Der Zeitaspekt stellt für einen guten Redner aber immer noch nicht das größte Problem dar. (…) Laut einer Umfrage von Mind Store Marketing schaut über die Hälfte der Smartphone-Nutzer alle fünf bis zehn Minuten auf ihr Gerät. (…) Noch unruhiger geht es am Arbeitsplatz zu: McKinsey fand heraus, dass Arbeitnehmer alle drei Minuten in ihrer Arbeit unterbrochen werden. Die Gründe dafür sind bekannt: digitale Kommunikationstools, automatisierte Alert-Funktionen, Ablenkungen über soziale Netzwerke, Infotainment Seiten und sonstige Störfaktoren (…). Überall pingen uns Kollegen und Freunde an, poppen Hinweise auf und bitten Menüfenster um Hilfe und Mitarbeit. Die Aufmerksamkeit von Wissensarbeitern wird in Scheibchen fragmentiert.

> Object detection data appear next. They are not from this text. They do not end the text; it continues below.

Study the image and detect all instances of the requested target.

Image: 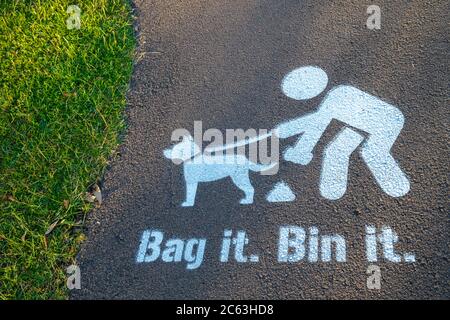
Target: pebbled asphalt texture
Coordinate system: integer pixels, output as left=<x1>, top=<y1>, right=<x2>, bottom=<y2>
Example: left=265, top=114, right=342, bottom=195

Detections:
left=71, top=0, right=449, bottom=299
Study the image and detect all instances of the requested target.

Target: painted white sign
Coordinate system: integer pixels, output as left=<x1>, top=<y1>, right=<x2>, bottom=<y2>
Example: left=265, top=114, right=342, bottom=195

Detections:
left=164, top=66, right=410, bottom=207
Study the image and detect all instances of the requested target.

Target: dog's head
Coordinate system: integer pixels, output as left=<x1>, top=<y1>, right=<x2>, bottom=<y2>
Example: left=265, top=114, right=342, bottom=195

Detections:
left=164, top=135, right=200, bottom=164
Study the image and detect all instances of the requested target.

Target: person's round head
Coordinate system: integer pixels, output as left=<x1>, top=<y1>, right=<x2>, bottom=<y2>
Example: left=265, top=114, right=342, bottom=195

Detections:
left=281, top=66, right=328, bottom=100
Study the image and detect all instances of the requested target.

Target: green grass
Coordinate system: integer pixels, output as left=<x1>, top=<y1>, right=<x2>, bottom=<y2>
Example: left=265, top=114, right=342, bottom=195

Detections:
left=0, top=0, right=135, bottom=299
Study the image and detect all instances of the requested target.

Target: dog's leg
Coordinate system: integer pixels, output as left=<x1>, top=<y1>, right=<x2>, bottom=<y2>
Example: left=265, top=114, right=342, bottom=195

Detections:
left=231, top=171, right=255, bottom=204
left=181, top=182, right=198, bottom=207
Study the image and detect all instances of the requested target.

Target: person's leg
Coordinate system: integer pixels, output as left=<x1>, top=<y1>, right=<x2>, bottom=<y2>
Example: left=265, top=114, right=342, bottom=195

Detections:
left=320, top=128, right=364, bottom=200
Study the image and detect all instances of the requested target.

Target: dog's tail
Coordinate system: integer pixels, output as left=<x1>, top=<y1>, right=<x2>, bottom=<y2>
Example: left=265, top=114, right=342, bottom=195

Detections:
left=249, top=162, right=278, bottom=172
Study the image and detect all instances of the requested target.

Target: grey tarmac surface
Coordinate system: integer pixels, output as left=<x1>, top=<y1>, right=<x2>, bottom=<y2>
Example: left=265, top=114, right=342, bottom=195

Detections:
left=71, top=0, right=449, bottom=299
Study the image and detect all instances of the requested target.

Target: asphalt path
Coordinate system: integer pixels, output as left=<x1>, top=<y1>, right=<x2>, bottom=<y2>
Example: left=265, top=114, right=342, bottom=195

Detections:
left=71, top=0, right=449, bottom=299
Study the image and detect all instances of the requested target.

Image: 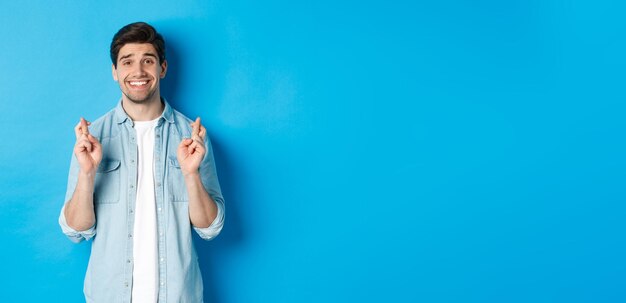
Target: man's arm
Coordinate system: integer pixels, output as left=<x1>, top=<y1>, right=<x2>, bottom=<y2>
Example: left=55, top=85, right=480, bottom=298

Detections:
left=64, top=118, right=102, bottom=231
left=177, top=118, right=223, bottom=232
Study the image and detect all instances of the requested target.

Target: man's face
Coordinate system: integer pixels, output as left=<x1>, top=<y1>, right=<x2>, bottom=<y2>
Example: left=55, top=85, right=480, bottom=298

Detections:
left=112, top=43, right=167, bottom=103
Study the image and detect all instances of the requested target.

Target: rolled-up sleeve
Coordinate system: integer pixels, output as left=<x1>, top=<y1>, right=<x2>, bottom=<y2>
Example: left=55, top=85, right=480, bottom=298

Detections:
left=59, top=205, right=96, bottom=243
left=59, top=155, right=96, bottom=243
left=194, top=137, right=226, bottom=240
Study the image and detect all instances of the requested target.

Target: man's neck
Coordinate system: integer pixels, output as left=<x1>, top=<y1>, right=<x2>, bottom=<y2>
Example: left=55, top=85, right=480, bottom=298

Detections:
left=122, top=96, right=165, bottom=121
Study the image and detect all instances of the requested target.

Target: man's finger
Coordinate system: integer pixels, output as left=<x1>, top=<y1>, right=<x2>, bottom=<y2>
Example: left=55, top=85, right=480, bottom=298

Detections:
left=80, top=117, right=91, bottom=135
left=191, top=117, right=200, bottom=137
left=198, top=125, right=206, bottom=141
left=74, top=121, right=83, bottom=140
left=76, top=139, right=92, bottom=152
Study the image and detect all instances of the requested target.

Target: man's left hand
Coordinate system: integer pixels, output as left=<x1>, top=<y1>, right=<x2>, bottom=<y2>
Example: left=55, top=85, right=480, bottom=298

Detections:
left=176, top=117, right=206, bottom=176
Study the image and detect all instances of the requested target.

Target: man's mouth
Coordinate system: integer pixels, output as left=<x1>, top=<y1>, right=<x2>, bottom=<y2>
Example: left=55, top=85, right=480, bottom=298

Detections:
left=128, top=80, right=150, bottom=88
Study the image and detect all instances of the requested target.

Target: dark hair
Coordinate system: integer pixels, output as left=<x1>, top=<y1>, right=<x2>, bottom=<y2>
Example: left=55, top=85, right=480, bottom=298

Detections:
left=111, top=22, right=165, bottom=68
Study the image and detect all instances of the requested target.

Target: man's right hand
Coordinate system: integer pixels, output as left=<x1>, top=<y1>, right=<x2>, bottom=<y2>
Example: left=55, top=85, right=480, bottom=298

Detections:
left=74, top=118, right=102, bottom=176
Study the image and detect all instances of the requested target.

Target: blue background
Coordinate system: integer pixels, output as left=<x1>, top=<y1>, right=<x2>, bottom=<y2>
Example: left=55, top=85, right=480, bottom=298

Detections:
left=0, top=0, right=626, bottom=303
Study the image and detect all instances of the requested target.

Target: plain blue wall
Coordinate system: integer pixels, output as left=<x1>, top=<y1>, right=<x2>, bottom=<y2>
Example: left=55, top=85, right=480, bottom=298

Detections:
left=0, top=0, right=626, bottom=303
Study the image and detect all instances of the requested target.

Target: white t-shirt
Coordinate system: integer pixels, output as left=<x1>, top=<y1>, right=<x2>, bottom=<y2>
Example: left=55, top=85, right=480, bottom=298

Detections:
left=132, top=119, right=159, bottom=303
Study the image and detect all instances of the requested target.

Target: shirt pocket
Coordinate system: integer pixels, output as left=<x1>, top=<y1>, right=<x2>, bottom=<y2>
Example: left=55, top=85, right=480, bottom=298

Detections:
left=93, top=160, right=121, bottom=204
left=167, top=158, right=189, bottom=202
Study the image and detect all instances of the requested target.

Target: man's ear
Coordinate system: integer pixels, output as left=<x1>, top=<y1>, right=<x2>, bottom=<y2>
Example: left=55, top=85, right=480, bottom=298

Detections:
left=111, top=64, right=117, bottom=82
left=159, top=60, right=167, bottom=79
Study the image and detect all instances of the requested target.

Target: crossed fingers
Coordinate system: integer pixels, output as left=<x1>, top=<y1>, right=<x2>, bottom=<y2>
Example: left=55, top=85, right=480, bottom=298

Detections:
left=74, top=117, right=98, bottom=152
left=191, top=117, right=206, bottom=144
left=74, top=117, right=91, bottom=139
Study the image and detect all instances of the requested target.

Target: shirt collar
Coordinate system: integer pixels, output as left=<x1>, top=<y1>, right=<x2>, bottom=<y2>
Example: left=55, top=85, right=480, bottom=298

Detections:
left=115, top=98, right=174, bottom=124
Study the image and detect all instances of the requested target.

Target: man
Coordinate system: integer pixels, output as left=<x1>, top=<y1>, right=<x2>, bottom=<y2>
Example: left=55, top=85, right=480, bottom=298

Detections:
left=59, top=22, right=224, bottom=303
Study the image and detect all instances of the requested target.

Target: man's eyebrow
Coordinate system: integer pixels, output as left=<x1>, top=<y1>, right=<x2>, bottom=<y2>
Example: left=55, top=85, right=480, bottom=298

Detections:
left=119, top=53, right=158, bottom=61
left=118, top=53, right=133, bottom=61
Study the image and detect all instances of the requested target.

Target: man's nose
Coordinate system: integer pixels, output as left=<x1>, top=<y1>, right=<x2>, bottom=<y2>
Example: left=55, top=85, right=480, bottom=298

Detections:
left=133, top=63, right=146, bottom=76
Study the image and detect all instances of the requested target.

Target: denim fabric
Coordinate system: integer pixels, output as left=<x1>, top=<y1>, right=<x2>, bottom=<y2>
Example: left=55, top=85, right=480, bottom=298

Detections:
left=59, top=100, right=224, bottom=303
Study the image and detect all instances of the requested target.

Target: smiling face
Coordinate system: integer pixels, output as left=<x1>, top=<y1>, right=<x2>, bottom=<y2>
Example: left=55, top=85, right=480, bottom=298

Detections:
left=112, top=43, right=167, bottom=103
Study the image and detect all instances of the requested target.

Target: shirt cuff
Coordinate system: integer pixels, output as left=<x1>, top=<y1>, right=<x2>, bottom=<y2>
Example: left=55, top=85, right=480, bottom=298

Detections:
left=193, top=200, right=224, bottom=240
left=59, top=205, right=96, bottom=243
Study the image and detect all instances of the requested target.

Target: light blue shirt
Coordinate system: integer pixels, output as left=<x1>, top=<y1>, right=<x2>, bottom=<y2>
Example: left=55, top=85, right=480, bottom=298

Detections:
left=59, top=100, right=224, bottom=303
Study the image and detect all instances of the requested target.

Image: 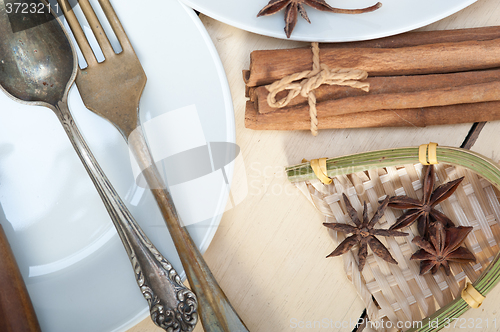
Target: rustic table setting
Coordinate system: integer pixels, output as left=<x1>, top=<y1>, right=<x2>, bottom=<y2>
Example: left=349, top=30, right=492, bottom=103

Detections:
left=128, top=0, right=500, bottom=332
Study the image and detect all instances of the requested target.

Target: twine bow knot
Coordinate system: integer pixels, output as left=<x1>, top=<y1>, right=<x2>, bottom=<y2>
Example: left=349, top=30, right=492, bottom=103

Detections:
left=266, top=43, right=370, bottom=136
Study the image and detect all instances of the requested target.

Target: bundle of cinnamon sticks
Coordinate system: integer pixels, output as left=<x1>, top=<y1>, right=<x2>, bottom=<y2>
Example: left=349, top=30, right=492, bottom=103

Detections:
left=243, top=27, right=500, bottom=130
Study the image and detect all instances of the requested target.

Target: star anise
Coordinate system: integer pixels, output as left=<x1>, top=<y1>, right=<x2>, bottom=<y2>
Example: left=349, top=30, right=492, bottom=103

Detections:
left=323, top=194, right=408, bottom=271
left=257, top=0, right=382, bottom=38
left=389, top=165, right=463, bottom=236
left=410, top=223, right=476, bottom=275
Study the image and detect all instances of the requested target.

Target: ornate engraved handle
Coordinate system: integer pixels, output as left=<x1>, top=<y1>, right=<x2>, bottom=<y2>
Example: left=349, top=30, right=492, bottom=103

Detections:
left=53, top=101, right=198, bottom=331
left=128, top=127, right=248, bottom=332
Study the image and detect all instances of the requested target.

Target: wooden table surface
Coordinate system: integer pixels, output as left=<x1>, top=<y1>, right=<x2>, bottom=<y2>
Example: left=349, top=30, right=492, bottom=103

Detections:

Die Unternehmen kostet diese Unterbrechermentalität eine Menge Geld. Bis zu 28 Prozent der Produktivität geht so täglich verloren.

Wen diese Zahl nicht alarmiert, der sollte zumindest aufhorchen, wenn der Psychiater Edward M. Hallowell moderne Arbeitsplätze dafür verantwortlich macht, stressbedingtes ADHS (Aufmerksamkeitsdefizit-/ Hyperaktivitätsstörung) zu fördern. Hewlett-Packard konnte in einer Studie nachweisen, dass der Intelligenzquotient von Wissensarbeitern aufgrund ständiger Arbeitsunterbrechungen und segmentierter Kommunikations- und Informationshäppchen um bis zu 10 Prozent sinkt. Dies ist doppelt so viel wie durch das Rauchen eines Joints, wie Kommentatoren der Studie bemerkten (...).

Redner müssen sich heute also auf ein immer kritischeres und ungeduldigeres Publikum einstellen. Ein Publikum, das mit besonderen Angeboten angesprochen, informiert, unterhalten und auch bei Laune gehalten werden will – ganz besonders in Anbetracht eines stressigen Zeitmanagements und des effizienten Haushaltens mit der eigenen Zeit.

Zu komplex

»Die Komplexität, die unser Unternehmen in den nächsten fünf Jahren bewältigen muss, liegt außerhalb des messbaren Bereichs – auf einer Skala von 1 bis 5 würde ich ihr 100 geben.« – Edward Lonergan, President und CEO, Diversey, Inc. (IBM CEO Study)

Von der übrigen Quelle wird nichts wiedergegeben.